The ongoing drought and a crippled water treatment plant have the man who runs Nakusp’s water system reminding people how important it is to conserve the resource.
“People should be obeying the water restrictions, that’s the big one,” said Warren Leigh, the village’s Director of Operations. “Please obey the water restrictions.”
The Village instituted Stage 1 water restrictions in September after the province declared a Level 3 drought in the area. Little rain has fallen in the Columbia-Kootenays since July.
Stage 1 restrictions call for a voluntary 30-per-cent reduction in water use by residents.
The village’s water supply became more precarious Sept. 26, when a UV-treatment device broke down at the water treatment plant.
“We’ll be down for a couple of weeks, to half-capacity,” said Leigh. “But we can get by, absolutely. It would take a catastrophic failure to have to order a watering ban.”
The three-year-old water treatment plant supplies about a third of the village’s water in peak periods. Two wells downtown also supply water to the community.
Leigh said the replacement parts to repair the plant are being ordered from the U.S.
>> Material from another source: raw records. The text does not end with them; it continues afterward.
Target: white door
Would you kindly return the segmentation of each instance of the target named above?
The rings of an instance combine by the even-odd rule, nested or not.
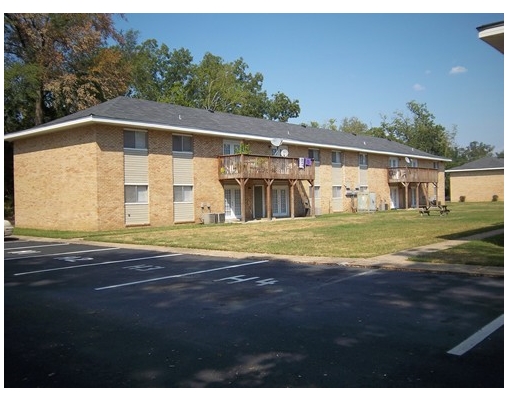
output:
[[[288,216],[288,187],[272,188],[272,215],[274,217]]]
[[[399,208],[399,191],[397,187],[391,187],[391,209]]]
[[[242,218],[239,187],[232,186],[224,189],[224,218],[226,220]]]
Leigh said it’s lucky the failure didn’t occur during the summer months. In July, the water system’s nearly 800 users broke a record for water consumption, using 110,000 cubic meters of water.
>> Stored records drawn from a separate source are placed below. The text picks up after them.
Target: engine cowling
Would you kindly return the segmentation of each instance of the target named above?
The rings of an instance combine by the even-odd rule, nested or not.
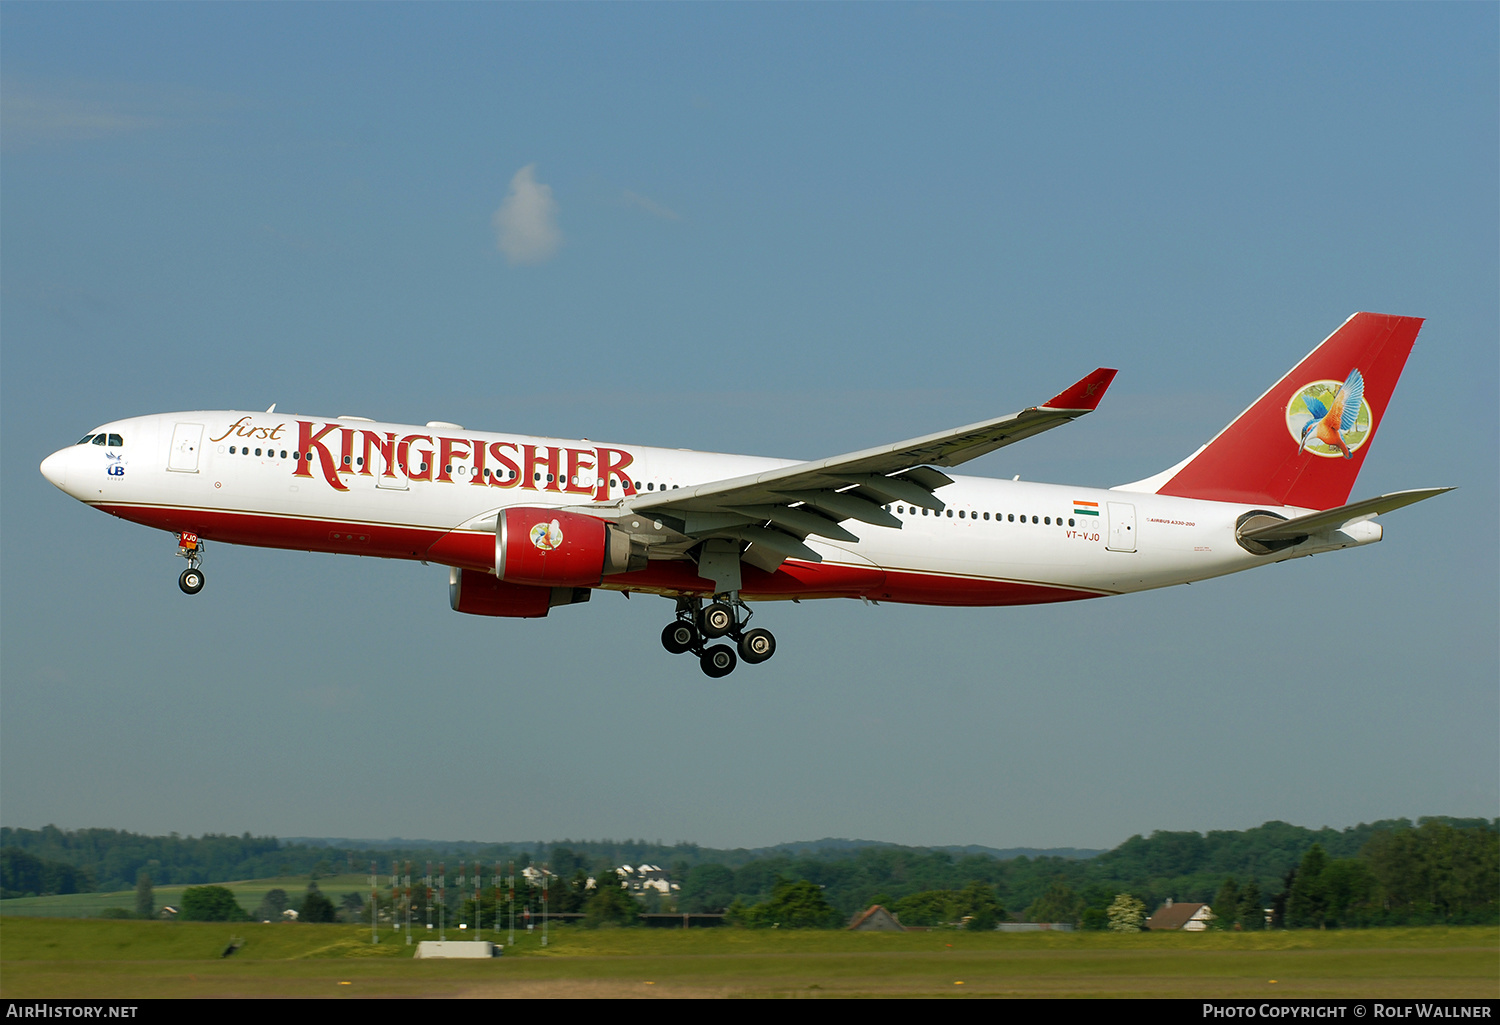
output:
[[[555,605],[588,601],[589,594],[586,587],[537,587],[497,580],[478,570],[448,571],[448,605],[471,616],[540,619]]]
[[[502,510],[495,576],[513,584],[594,587],[630,566],[630,536],[603,520],[560,509]]]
“Compare that to a shoulder season, like April, when we typically go through less than 30,000 cubic metres,” says Leigh.
“So people are showering, laundering, cooking, and all those things that are essential for life, as usual. But in July we went through four times as much water on superfluous things like watering lawns and gardens, filling swimming pools, washing cars and homes, and washing driveways.”
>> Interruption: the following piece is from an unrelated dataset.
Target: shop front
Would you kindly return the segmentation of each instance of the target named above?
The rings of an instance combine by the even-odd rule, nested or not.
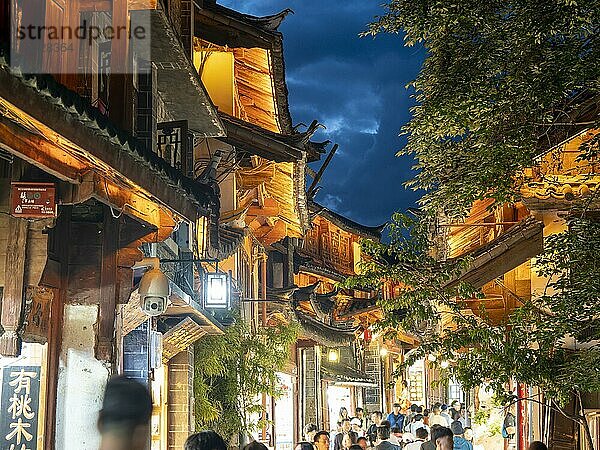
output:
[[[287,373],[278,373],[281,397],[273,402],[273,428],[275,450],[292,450],[294,448],[294,378]]]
Leigh says people have to be more aware of how they’re using water in the hot season.
“We will be able to supply water,” he said. “We can supply all the essential water required. But when we have problems, then we may not be able to supply that extra water.”
Leigh says he doesn’t think there will be a need for tighter water restrictions.
“I don’t believe so because we will get rain, I think,” he said. “And people aren’t irrigating, there aren’t as many daylight hours, there’s more recovery at night.
“It’s scaled back. If it was the end of July I’d be pretty nervous.”
Water use has dropped a little — in August villagers used 100,000 cubic metres — and the wells and creeks are still supplying enough intake. But Leigh points out that Nakusp residents use more water per capita than anyone else in the Columbia Basin area. So while the system has the capacity now, it may not always.
“I would like people to understand there is a cost for water, a value to water, and to use it responsibly,” he said. “And not just now, but in December and September and in the summer.
“Be aware it has a value and a cost.”
Among the things residents can do include:
• Limit outdoor watering.
• Not water during the heat of the day or when it is windy
• Consider planting drought-tolerant vegetation.
• Take shorter showers.
• Do not leave the tap running.
• Install water-efficient showerheads and toilets
Find out more about water conservation by searching for “BC Drought Information” online.